Percutaneous Cricothyrotomy

Percutaneous Cricothyrotomy

AEMT/PARAMEDIC STANDING ORDERS
INDICATIONS:
  • Failed airway:  A patient whose airway cannot be successfully managed by any other means.
  • All other methods have been exhausted including BVM, blind airway device, and intubation attempts;
  • Massive mid-face trauma precluding use of BVM, obstruction, trismus (clenching).
  • Inability to control the airway using less invasive measures.
  • Last Resort: All other airway management techniques have failed. Unable to ventilate or oxygenate the patient.
PROCEDURE
  • Can use Rusch QuickTrach or other approved device.

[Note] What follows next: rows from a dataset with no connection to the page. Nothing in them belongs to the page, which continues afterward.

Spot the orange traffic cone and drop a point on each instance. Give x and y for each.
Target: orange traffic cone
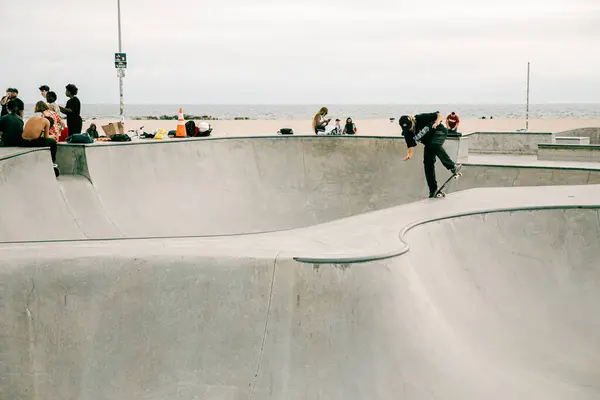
(180, 125)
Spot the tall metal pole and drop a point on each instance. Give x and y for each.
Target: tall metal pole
(121, 71)
(527, 116)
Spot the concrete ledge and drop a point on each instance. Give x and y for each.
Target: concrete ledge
(571, 140)
(507, 142)
(592, 133)
(569, 152)
(71, 159)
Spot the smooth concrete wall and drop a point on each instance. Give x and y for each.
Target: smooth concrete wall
(507, 142)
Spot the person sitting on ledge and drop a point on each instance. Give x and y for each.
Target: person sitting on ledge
(35, 133)
(11, 126)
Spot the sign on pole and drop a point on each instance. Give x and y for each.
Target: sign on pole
(120, 60)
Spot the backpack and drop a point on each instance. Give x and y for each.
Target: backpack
(190, 128)
(80, 138)
(120, 137)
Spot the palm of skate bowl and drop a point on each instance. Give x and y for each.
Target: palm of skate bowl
(494, 305)
(226, 186)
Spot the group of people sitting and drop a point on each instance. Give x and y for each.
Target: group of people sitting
(45, 129)
(321, 125)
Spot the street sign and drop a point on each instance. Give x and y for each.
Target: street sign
(120, 60)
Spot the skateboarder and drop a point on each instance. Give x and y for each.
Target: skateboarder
(428, 129)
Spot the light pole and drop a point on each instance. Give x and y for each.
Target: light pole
(120, 71)
(527, 112)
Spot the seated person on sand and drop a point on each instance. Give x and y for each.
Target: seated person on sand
(452, 122)
(57, 125)
(51, 101)
(349, 128)
(93, 131)
(319, 122)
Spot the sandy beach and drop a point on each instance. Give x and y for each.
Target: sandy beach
(370, 127)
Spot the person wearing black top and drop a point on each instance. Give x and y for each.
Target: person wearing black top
(11, 96)
(428, 129)
(72, 110)
(11, 126)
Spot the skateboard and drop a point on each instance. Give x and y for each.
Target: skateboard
(439, 193)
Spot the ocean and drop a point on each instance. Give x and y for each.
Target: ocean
(356, 111)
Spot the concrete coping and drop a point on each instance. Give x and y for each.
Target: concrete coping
(568, 146)
(571, 137)
(511, 133)
(18, 151)
(271, 136)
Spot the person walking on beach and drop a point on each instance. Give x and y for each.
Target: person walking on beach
(44, 89)
(319, 121)
(428, 129)
(349, 128)
(35, 133)
(72, 110)
(452, 121)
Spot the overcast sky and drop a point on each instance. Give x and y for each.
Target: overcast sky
(305, 51)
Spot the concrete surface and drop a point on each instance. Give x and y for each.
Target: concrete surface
(571, 140)
(495, 298)
(239, 186)
(569, 152)
(507, 142)
(361, 290)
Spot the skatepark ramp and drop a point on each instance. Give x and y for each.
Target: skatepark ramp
(226, 186)
(485, 304)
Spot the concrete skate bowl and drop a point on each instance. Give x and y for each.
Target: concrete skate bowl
(486, 306)
(226, 186)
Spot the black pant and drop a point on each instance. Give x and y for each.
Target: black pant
(435, 148)
(41, 142)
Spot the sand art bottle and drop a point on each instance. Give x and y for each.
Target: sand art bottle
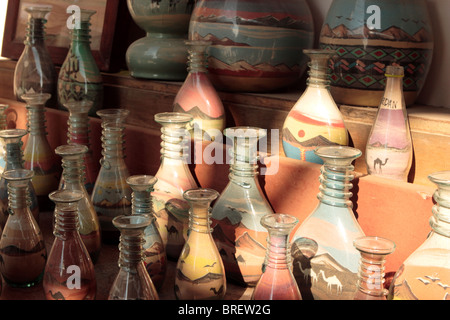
(236, 215)
(69, 273)
(132, 281)
(389, 147)
(198, 97)
(78, 133)
(315, 120)
(174, 177)
(325, 262)
(277, 281)
(12, 139)
(200, 272)
(374, 251)
(111, 196)
(37, 153)
(73, 175)
(22, 248)
(155, 258)
(425, 274)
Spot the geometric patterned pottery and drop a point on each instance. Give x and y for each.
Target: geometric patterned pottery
(256, 45)
(367, 38)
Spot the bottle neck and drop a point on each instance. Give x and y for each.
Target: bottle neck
(371, 275)
(35, 32)
(278, 251)
(440, 221)
(199, 218)
(73, 169)
(335, 185)
(14, 155)
(131, 253)
(36, 120)
(66, 222)
(78, 129)
(393, 95)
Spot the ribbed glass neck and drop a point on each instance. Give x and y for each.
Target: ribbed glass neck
(131, 239)
(197, 58)
(318, 74)
(337, 175)
(278, 252)
(200, 209)
(440, 221)
(13, 148)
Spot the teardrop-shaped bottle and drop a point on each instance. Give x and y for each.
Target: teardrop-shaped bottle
(277, 281)
(155, 258)
(12, 139)
(69, 273)
(79, 77)
(374, 251)
(37, 153)
(132, 281)
(236, 215)
(325, 262)
(73, 175)
(78, 133)
(425, 274)
(35, 71)
(200, 272)
(111, 196)
(174, 177)
(198, 97)
(315, 120)
(22, 247)
(389, 148)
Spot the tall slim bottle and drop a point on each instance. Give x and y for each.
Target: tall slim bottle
(236, 215)
(325, 262)
(389, 147)
(174, 177)
(22, 248)
(111, 196)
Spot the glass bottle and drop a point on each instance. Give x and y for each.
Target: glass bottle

Choose an appropriate sized device.
  • Pre-oxygenate patient when possible.
  • Assemble all available additional personnel.
  • Locate the cricothyroid membrane at the inferior portion of the thyroid cartilage (with head in neutral position, the membrane is approximately 3 finger widths above the sternal notch). May be difficult to locate in obese patients.
  • Hold skin taut over the membrane and locate the midline.
  • Prep area, preferably with betadine.
  • Hold the needle bevel up at a 90 degree angle, aimed inferiorly as you approach the skin.
  • Puncture the skin with the needle and continue with firm, steady pressure while aspirating for air with the syringe.
  • As soon as air is aspirated freely, stop advancing the needle/airway assembly.
  • Modify the angle to 60 degrees from the head and advance to level of the stopper.
  • Remove the stopper while holding the needle/airway assembly firmly in place.
  • Do not advance the needle further.
  • NOTE: if the patient is obese and no air can be aspirated with the stopper in place, you may remove the stopper and continue advancing until air is aspirated. Be aware that without the stopper risk of perforating the posterior aspect of the trachea is greatly increased.).

  • Hold the needle and syringe firmly and slide only the plastic cannula along the needle into the trachea until the flange rests on the neck. Carefully remove the needle and syringe.
  • Secure the cannula with the neck strap.
  • Apply the EtCO2 detector.
  • Confirm placement with the use of breath sounds, pulse ox, EtCO2 and waveform capnography.